ChatGPT's Image Generator Is Free - Here's What You Can (And Can't) Do With It
On April 1, Sam Altman announced on X that ChatGPT's new image generator will now be accessible to free users. It was no April Fool's prank; the image generator, which was launched on March 25 for paid users and sucked hundreds of millions of users into a Ghibli-inspired AI image frenzy that melted OpenAI's servers, is now available to everybody. The downside is that if you don't have a paid OpenAI plan, you're limited to only three image generations a day.
The initial launch at the end of March was fairly quiet, but OpenAI has always had big plans. After all, the 'o' in ChatGPT 4o stands for 'omni,' the Latin word for 'every.' It could originally handle text, speech, and video, and now 4o can add image generation to its capabilities. If you haven't had the chance to use ChatGPT's image generation yet (and you are not as horrified by the existence of AI art as Studio Ghibli's Hayao Miyazaki was in 2016), you might want to give it a go. Although be warned, while many of the early outage issues have been resolved, the model is still having slowness and capacity issues, as everyone, it seems, is hard at work turning their pet pictures into Ponyo homages. Or, in my case, getting AI to create a collection of SlashGear-related images in the style of a children's book.
How is ChatGPT different from other image generators?
So why was this new release such big news? There are already plenty of other AI image generators on the market. The list includes OpenAI's own DALL-E, which hasn't yet been switched off but is now being referred to as its "legacy image generation model."
In a nutshell, ChatGPT's new image generator is really, really impressive. OpenAI has taken massive strides towards making AI art that doesn't look like AI art. Significantly, it can handle incorporating text into images, which is something that AI image generators have previously struggled with. It feels obvious in retrospect that text was going to be the next big step in AI art generation. ChatGPT has always been good with words; it just needed to marry those capabilities with image generation.
Now, you can use ChatGPT to make storyboards, comics, and infographics. You can give it some text and ask it to incorporate it into a prompted image, like the picture on the right above. All the words are there, they're spelled correctly, and contain real letters from the alphabet! I gave the same prompt to DALL-E to produce the image on the left, and while it understood the assignment, it couldn't quite manage to get the words right.
It also has improved character consistency, so it can refer back to pictures it has previously created and draw them in different styles and situations, and it has a neat new transparency feature for creating PNGs you can turn into stickers. And it's still being developed. Sam Altman tweeted on April 2, "Y'all are not ready for images v2..."
What are its limitations?
The only limitation of the free version compared to the paid one is the number of images you can produce per day. The biggest annoyance at the moment for both the free and paid versions is how slow it is. When I tested it, it took about three minutes to produce each image, and that's if it works at all. There have been numerous outages, and OpenAI temporarily put limits on users' requests because, as Altman said, "our GPUs are melting."

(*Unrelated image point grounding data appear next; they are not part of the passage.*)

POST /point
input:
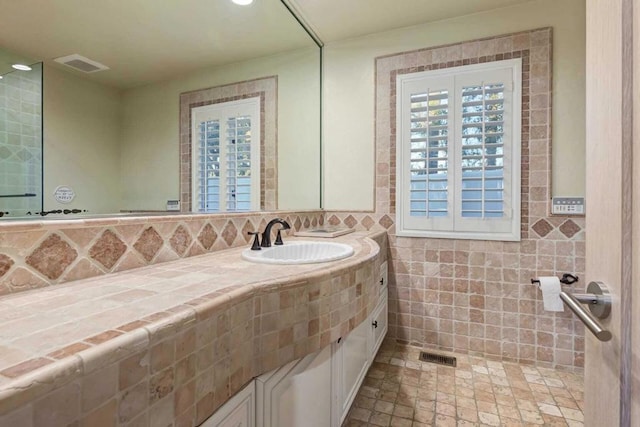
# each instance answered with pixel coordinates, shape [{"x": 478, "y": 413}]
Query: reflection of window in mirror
[
  {"x": 194, "y": 193},
  {"x": 226, "y": 156}
]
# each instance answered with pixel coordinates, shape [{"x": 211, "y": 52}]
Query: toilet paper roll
[{"x": 550, "y": 286}]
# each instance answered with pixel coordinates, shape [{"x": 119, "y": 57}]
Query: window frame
[
  {"x": 222, "y": 111},
  {"x": 454, "y": 225}
]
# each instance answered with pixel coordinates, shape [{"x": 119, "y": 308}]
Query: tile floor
[{"x": 401, "y": 391}]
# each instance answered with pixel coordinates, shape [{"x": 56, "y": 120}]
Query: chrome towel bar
[{"x": 599, "y": 301}]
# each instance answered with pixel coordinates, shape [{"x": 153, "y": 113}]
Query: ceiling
[
  {"x": 149, "y": 40},
  {"x": 146, "y": 40},
  {"x": 335, "y": 20}
]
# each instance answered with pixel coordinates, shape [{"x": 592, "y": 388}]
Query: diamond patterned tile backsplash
[{"x": 38, "y": 254}]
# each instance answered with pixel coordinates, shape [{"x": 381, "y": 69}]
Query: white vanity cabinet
[
  {"x": 317, "y": 390},
  {"x": 353, "y": 358},
  {"x": 239, "y": 411},
  {"x": 297, "y": 394}
]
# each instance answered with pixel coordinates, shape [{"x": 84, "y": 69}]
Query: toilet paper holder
[
  {"x": 597, "y": 297},
  {"x": 567, "y": 279}
]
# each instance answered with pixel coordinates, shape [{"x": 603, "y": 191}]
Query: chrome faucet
[{"x": 266, "y": 236}]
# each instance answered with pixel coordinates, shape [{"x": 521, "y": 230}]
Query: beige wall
[
  {"x": 349, "y": 93},
  {"x": 151, "y": 130},
  {"x": 81, "y": 142}
]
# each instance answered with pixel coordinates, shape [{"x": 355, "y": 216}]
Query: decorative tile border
[
  {"x": 39, "y": 254},
  {"x": 475, "y": 296},
  {"x": 267, "y": 90}
]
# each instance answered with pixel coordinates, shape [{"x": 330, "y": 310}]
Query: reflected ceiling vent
[{"x": 80, "y": 63}]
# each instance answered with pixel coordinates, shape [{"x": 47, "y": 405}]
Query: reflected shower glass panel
[{"x": 21, "y": 142}]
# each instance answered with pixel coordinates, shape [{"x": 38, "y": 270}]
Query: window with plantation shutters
[
  {"x": 458, "y": 152},
  {"x": 226, "y": 156}
]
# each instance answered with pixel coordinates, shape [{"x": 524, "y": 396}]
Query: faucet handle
[
  {"x": 279, "y": 238},
  {"x": 256, "y": 241}
]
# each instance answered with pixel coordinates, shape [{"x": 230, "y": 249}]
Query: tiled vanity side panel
[
  {"x": 192, "y": 358},
  {"x": 42, "y": 253},
  {"x": 476, "y": 296}
]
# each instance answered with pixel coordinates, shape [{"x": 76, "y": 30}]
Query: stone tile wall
[
  {"x": 42, "y": 253},
  {"x": 476, "y": 296}
]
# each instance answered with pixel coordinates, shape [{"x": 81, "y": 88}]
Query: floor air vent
[{"x": 438, "y": 358}]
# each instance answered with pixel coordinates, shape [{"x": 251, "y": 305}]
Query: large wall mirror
[{"x": 113, "y": 76}]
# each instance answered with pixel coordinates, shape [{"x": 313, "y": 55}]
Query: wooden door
[{"x": 613, "y": 176}]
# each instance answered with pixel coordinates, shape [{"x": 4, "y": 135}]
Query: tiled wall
[
  {"x": 21, "y": 140},
  {"x": 37, "y": 254},
  {"x": 476, "y": 296},
  {"x": 267, "y": 90}
]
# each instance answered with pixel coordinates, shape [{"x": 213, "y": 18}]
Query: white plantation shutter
[
  {"x": 458, "y": 152},
  {"x": 226, "y": 166},
  {"x": 427, "y": 152}
]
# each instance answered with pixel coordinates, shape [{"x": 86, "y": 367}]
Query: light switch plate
[
  {"x": 567, "y": 205},
  {"x": 173, "y": 205}
]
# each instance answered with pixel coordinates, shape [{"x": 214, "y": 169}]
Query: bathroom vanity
[
  {"x": 177, "y": 341},
  {"x": 316, "y": 390}
]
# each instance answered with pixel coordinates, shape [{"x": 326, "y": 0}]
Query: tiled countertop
[{"x": 66, "y": 331}]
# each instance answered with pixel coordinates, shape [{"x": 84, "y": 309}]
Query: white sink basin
[{"x": 299, "y": 252}]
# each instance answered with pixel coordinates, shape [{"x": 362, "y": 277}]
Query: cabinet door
[
  {"x": 379, "y": 323},
  {"x": 239, "y": 411},
  {"x": 352, "y": 362},
  {"x": 298, "y": 394},
  {"x": 384, "y": 277}
]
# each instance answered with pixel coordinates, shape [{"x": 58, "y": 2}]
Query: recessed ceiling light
[{"x": 21, "y": 67}]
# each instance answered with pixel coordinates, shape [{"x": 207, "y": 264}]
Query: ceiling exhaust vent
[{"x": 80, "y": 63}]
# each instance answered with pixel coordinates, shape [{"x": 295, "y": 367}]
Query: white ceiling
[
  {"x": 335, "y": 20},
  {"x": 153, "y": 40},
  {"x": 147, "y": 40}
]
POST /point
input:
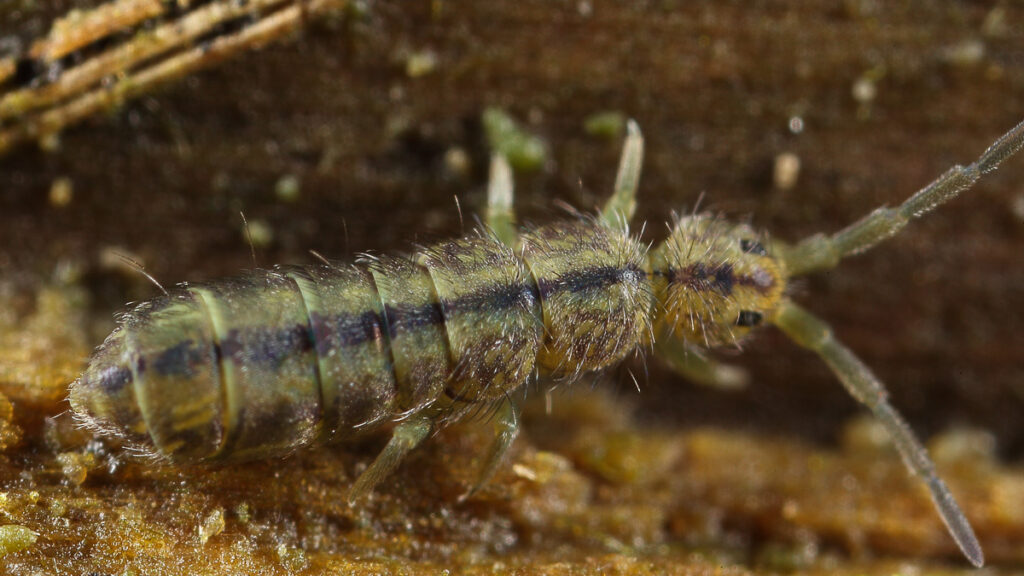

Even when it's all running smoothly, creating images in ChatGPT is more time-consuming than the feature-rich dashboards of other image generators like Midjourney or Leonardo. Those models also allow you to create multiple images at a time, whereas ChatGPT limits you to one image per request. There are also no automatic editing options. You need to ask ChatGPT to make changes. While OpenAI boasts about consistency in the new feature, I found that asking it to change and remove things from a previous image while keeping most of it the same is a bit hit-and-miss.
The biggest problem with ChatGPT's image generator, however, isn't its limitations. It's how good it is. Everything we thought we knew about how to spot an AI image, like poorly drawn hands and nonsense text, has gone out the window. It's too soon to say what the long-term effects of this AI advancement are going to be. Will there be even more AI slop saturating social media channels? Are illustrators out of work now? What about the serious environmental implications of AI-generated images? The last few weeks have shown that AI development isn't slowing down, the art is getting better, and it's going to get increasingly difficult to distinguish it from human-created stuff.